El aislamiento no era nuevo para Zalacaín, de alguna manera acostumbrado al desapego social, a limitar las “confianzas” de los conocidos, a contar, como diría la abuela, a contar a los amigos con los dedos de la mano, y a veces no se completaban cinco.
Una convocatoria al encuentro surgió cuando se asomó la vuelta a la normalidad y el grupo de amigas y amigos decidió una comida a sana distancia, una enorme mesa donde seis personas habrían de convivir separadas al menos 150 centímetros entre cada una. El menú se fue confeccionando de entre los alimentos más extrañados en el confinamiento.
Todos coincidieron en platos sencillos, despreciaron los cortes de carne importada, foie gras, pescados, por tratarse de un mes sin “r” y recetas elaboradas.
Una sincronía de deseos se dio en el grupo, hacer una comida con el sello casero, el recuerdo de la cocina de la madre.
Y así empezó a confeccionarse. Las chalupas de entrada, seguidas de una salsa de chicharrón verde, ensalada de calabacitas tiernas con vinagreta casera y aderezadas con queso añejo y orégano, trozos de chicharrón con carne, alguien sugirió y fue aceptada una ensalada de nopales y rábanos con cebolla blanca fresca, quesillo oaxaqueño con rajas y zanahorias en escabeche, albóndigas en salsa de chile pasilla, carne enchilada, cecina, chorizos a la parrilla, algún guisado con verdolagas o quelites, quizá de espinazo de puerco, plato típico de la ciudad.
Y siguieron las aportaciones, algunos vasitos de pulque para empezar la comida y seguidos por mezcal y quizá cerveza, si se conseguía, o vino tinto mexicano. Tortillas y pan de agua, la torta poblana, unas rajas de chile del tiempo, ya en el mercado, con crema o leche y queso añejo, o revueltas con huevo. Frijoles…
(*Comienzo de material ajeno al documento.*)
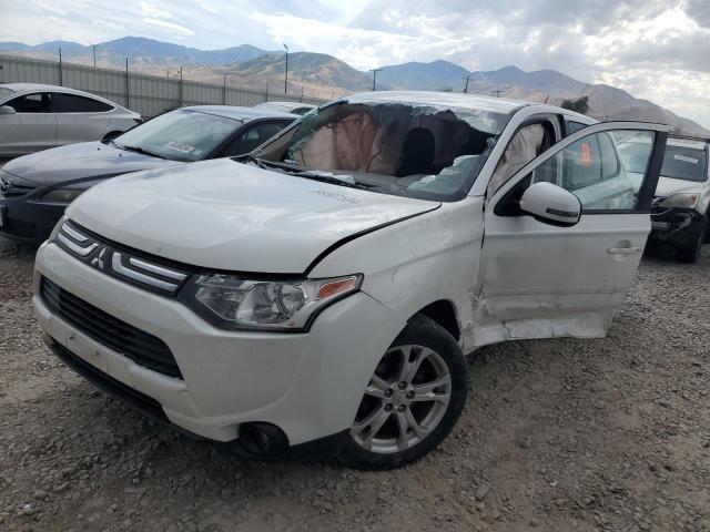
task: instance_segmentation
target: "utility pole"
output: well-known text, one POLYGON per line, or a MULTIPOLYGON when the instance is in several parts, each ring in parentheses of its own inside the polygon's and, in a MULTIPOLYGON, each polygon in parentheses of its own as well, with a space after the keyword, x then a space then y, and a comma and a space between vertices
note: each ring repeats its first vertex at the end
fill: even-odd
POLYGON ((182 108, 182 64, 180 65, 180 106, 182 108))
POLYGON ((373 73, 373 92, 377 90, 377 72, 382 72, 382 69, 371 69, 373 73))
POLYGON ((284 94, 288 91, 288 47, 284 44, 286 49, 286 75, 284 76, 284 94))
POLYGON ((131 106, 131 94, 129 91, 129 58, 125 58, 125 106, 131 106))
Pero para Zalacaín faltaba algo para completar un menú casero a la poblana, la sopa de fideos, ese manjar de la infancia, con tantos y gratos recuerdos para él. Y entonces les leyó unos versos escritos por el propio aventurero décadas antes:
“Oda a la sopa de fideos
El recuerdo de la infancia
me lleva a la sopa,
ese caldo, jugoso, gustoso;
contenía el amor de la madre,
los fideos se freían,
como el primer cariño,
que no se doraba,
sólo se dejaba tomar un color tostado,
muestra de su intensidad.
El caldo era el complemento,
abundante, oloroso, sabroso,
contundente,
muestra de la mano maestra
que mezclaba la conciencia,
el cariño, las especias,
el modo de hacerlo.
Y en el fondo,
cual cebolla y jitomate acitronados,
el toque de un beso,
el primero, quizá.
Y después sentir cómo la sopa de fideos
te calienta el cuerpo,
como el primer amor,
cual primer desasosiego,
que envuelve el fideo frito
con el caldo del alma.
Cuánto extraño,
en el invierno de mi vida, esa sopa...
Quizá por eso, siempre supe,
desde que te conocí,
que serías, por siempre,
como mi sopa de fideos”.
Y los suspiros fueron dándose uno a uno entre los comensales.